Last Thursday night, the Shandaken Tunnel was shut down to zero flow, allowing safe removal of the divers and their equipment. Flow was reduced starting at 3 p.m. and reached zero at about 8 p.m. The flow was then reactivated within the tunnel to a much higher flow than the smaller bypass pipe would allow. The additional water will provide a higher flow rate and maintain a cooler temperature in the Esopus Creek.

The persistently hot and dry weather had caused the flow in the creek to drop below levels that are best for its ecological health. DEP expected to reach the higher flow of 140 million gallons per day by about 5 a.m. Friday. 

Upon review of the USGS Data, indeed the river had jumped approximately 100 cubic feet per second and the low temperature value had dropped back into the safe zone of around 60 degrees. Obviously, the remnants of the tropical storm that made it’s presence known Tuesday added an ungodly amount of flow into the creek but that will drop rather quickly and by now should be stable conditions once again.


An announcement came late last Friday afternoon, only hours prior to the normal Aug. 1 date in which licenses normally go on sale for the current year stating that the new and recently implemented DECALS system “still had some bugs” to be worked out.
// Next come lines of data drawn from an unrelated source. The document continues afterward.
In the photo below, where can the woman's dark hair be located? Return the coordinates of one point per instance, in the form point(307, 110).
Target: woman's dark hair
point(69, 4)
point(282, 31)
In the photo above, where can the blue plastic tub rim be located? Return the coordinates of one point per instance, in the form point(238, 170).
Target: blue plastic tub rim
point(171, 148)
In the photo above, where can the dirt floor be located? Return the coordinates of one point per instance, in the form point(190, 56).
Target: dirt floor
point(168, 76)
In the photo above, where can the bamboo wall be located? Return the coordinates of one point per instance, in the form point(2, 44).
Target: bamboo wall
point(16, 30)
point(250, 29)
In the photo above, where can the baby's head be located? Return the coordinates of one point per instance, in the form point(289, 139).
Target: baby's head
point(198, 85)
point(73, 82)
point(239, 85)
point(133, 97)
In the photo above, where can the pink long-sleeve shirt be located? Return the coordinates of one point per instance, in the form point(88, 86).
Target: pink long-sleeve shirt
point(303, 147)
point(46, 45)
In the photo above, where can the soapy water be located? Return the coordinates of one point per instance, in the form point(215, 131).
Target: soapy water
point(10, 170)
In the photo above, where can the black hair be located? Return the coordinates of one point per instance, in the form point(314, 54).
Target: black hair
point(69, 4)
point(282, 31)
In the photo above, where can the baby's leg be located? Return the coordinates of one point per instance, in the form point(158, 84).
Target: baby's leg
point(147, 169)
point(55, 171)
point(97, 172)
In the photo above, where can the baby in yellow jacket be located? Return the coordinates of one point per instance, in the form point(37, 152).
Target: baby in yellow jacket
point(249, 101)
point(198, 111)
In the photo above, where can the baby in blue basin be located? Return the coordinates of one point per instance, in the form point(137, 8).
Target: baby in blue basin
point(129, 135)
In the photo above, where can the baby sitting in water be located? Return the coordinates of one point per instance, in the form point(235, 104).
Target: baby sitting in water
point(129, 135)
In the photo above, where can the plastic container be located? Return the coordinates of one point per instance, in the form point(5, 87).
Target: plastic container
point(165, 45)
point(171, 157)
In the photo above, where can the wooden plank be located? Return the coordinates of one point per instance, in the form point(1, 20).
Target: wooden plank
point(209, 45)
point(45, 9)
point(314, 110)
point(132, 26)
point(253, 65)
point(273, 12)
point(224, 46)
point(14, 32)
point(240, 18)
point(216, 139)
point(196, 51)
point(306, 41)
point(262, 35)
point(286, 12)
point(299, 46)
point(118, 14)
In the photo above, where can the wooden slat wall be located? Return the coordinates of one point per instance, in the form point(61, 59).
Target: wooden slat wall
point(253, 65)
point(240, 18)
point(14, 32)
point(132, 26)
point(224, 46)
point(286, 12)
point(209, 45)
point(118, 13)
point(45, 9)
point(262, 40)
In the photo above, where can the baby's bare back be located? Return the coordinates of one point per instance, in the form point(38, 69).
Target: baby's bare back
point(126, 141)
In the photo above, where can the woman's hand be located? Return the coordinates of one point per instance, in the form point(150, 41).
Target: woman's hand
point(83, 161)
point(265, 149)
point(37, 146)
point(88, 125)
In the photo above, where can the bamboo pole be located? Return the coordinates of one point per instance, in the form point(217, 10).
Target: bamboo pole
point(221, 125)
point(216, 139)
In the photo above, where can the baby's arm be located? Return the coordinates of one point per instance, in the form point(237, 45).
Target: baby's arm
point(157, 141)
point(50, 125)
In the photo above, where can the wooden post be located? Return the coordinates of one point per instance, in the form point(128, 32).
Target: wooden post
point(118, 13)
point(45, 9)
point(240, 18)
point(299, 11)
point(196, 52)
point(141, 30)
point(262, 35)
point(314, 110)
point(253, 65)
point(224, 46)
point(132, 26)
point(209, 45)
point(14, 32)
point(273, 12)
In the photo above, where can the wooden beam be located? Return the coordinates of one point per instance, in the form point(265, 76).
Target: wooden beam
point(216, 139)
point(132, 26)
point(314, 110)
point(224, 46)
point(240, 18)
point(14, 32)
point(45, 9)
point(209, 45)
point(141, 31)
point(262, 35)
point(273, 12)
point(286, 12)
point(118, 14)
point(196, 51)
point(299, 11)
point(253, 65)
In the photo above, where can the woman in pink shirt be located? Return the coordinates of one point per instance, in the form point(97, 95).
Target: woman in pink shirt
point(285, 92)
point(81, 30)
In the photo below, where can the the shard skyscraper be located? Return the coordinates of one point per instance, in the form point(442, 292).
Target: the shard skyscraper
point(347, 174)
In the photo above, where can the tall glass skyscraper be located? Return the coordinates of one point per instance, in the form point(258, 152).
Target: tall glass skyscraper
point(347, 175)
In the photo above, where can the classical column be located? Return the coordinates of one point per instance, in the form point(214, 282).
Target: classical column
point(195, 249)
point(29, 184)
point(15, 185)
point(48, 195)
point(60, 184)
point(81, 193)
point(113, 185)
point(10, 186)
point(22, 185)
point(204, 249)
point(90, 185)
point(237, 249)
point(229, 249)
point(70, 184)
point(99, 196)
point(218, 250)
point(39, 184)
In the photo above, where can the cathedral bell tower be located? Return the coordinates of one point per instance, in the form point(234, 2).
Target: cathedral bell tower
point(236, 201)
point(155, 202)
The new system was not updating current information and DEC techs needed extra time to work on the system prior to it going live.

Monday is the new tentative date for license purchase. Hopefully everything goes smoothly.

It is getting to be that time of year once again, where the bucks are sporting just about the racks they will have for the season. Most scientific data shows that bucks will reach their maximum antler growth sometime within the second full week of August.

As the daylight begins to wane and the testosterone begins to increase, the antler hardening process gets underway. As of right now, between my good fellow hunting buddies and I, we have out approximately 20 trail cameras, about half of which are traditional style and the other half are cellular.

As the traditionalists succumb to old age and mechanical failure, we have gradually been replacing them with cellular cameras. If you have not yet jumped on the cell camera bandwagon yet, I highly recommend doing so. The real-time photos convey so much more information than scouring through an SD card of a plethora of photos. It is highly addicting to see a photo of a great buck, or even just game in general, come through day after day directly to your fingertips.

The following are the top five cameras of 2020, both standard and cellular versions as reviewed by Trailcampro.com


Browning takes the top spot with the Strike Force series, followed by Bushnell Core DS Series. Another notch for Browning in the third slot with its Dark Ops series. In fourth place is Spypoint Force Dark, and rounding out the top five is Stealth Cam DS4K. Now there are multiple camera models and configurations per each main model — Trailcampro.com ranks them as such — but I wanted to give a wider array of top models.


The No. 1 spot goes to Ridgetec Lookout 4G LTE. Next up is the Spypoint Link-S, followed by the Spypoint Link Dark, Browning Defender and the Spartan White Flash and Ghost.

I have personally been running Spypoint Link Micros for the last two seasons, simply because they were the cheapest option. I usually try and discourage others from going with the cheapest because it mostly never works out well. The motto “good things are not cheap, and cheap things are not good” almost always holds true.

In this case, however, I have been happy with these units. Of course, there are much better cellular cameras on the market, but for less than half the price of most we gave a couple a shot to start with and were pleased with the performance and are currently running eight Link Micros and have only had one issue in the last two years, which was quickly remedied through their customer service department.

They often go on sale for around $100 dollars, so that is a great time to pick up one or two if you would like to dabble into the realm of cellular trail cameras.